Hacía aguas el cuadro león, con Jauregizar ahogado tapando huecos y Rego Mora y Unai Gómez totalmente superados por la inteligencia en al distribución de Gorrotxategi.
Era incluso más superior si cabe la Real, consciente de que el paso de minutos jugaba en su contra y, de golpear, era mejor hacerlo cuanto antes mientras en la banda se preparaban cuatro cambios de una tacada en el Athletic. Valverde dio entrada a Nico Williams, Selton, Nico Serrano y Ruiz de Galarreta antes de la hora de partido, buscando una respuesta que fue inexistente. Guedes seguía destrozando por banda a Lekue en su sincronía con Oyarzabal y Turrientes. Era el portugués un puñal constante, buscó el gol con un tiro al palo largo y finalmente ayudó a derribar el muro de Padilla, aunque como asistente. Corrió al espacio, Marín le puso un brillante pase y la quiso picar sobre Padilla, que lo arrolló en un claro penalti pero José Sánchez dio acertadamente la ventaja y Turrientes, a portería vacía, silenció San Mamés por primera vez en todo el partido (62').

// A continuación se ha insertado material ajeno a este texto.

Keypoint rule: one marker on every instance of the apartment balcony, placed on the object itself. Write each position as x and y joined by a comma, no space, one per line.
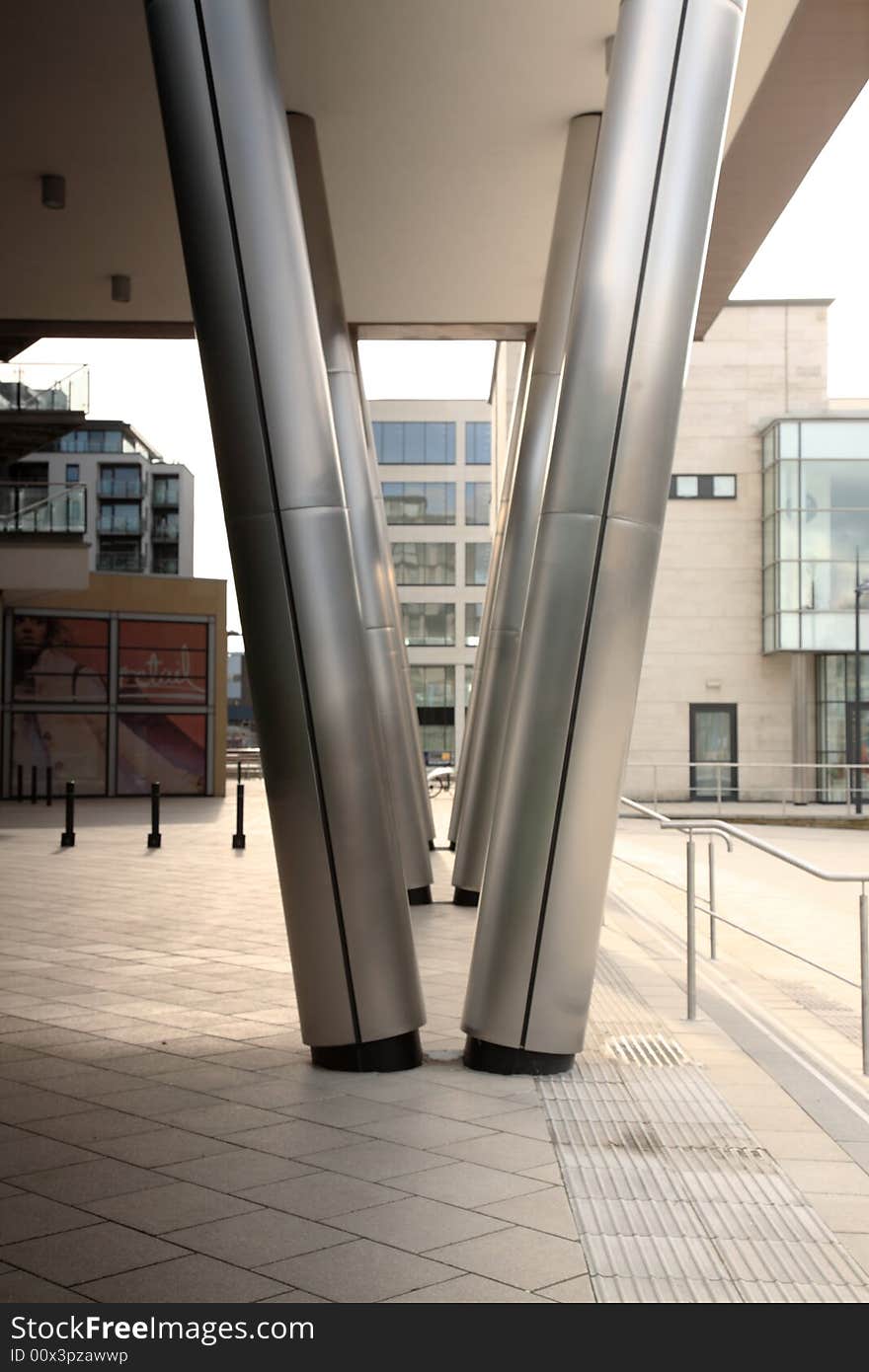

El precedente cercano del derbi liguero sirvió como lección aprendida para la Real Sociedad, que lejos de cerrar filas, decidió seguir dominando el balón para sufrir lo mínimo. Alguna iba a tener el Athletic, que se vino arriba más por fe que por fútbol y alentado por los suyos rozó el tanto con un cabezazo de Nico Williams, pero en una ocasión aislada. Mostraron resiliencia durante diez minutos los de Matarazzo, que acabaron desgastando mentalmente a su rival hasta recuperar de nuevo el control y acabar salvando la victoria con posesiones largas, de desgaste y hasta buscando el segundo. Todo buenas noticias, menos porque en el descuento Guedes tuvo que ser sustituido por problemas físicos. Tenerlo en la vuelta en Anoeta será clave, pero de momento lo importante para los donostiarras es que sacaron oro de San Mamés.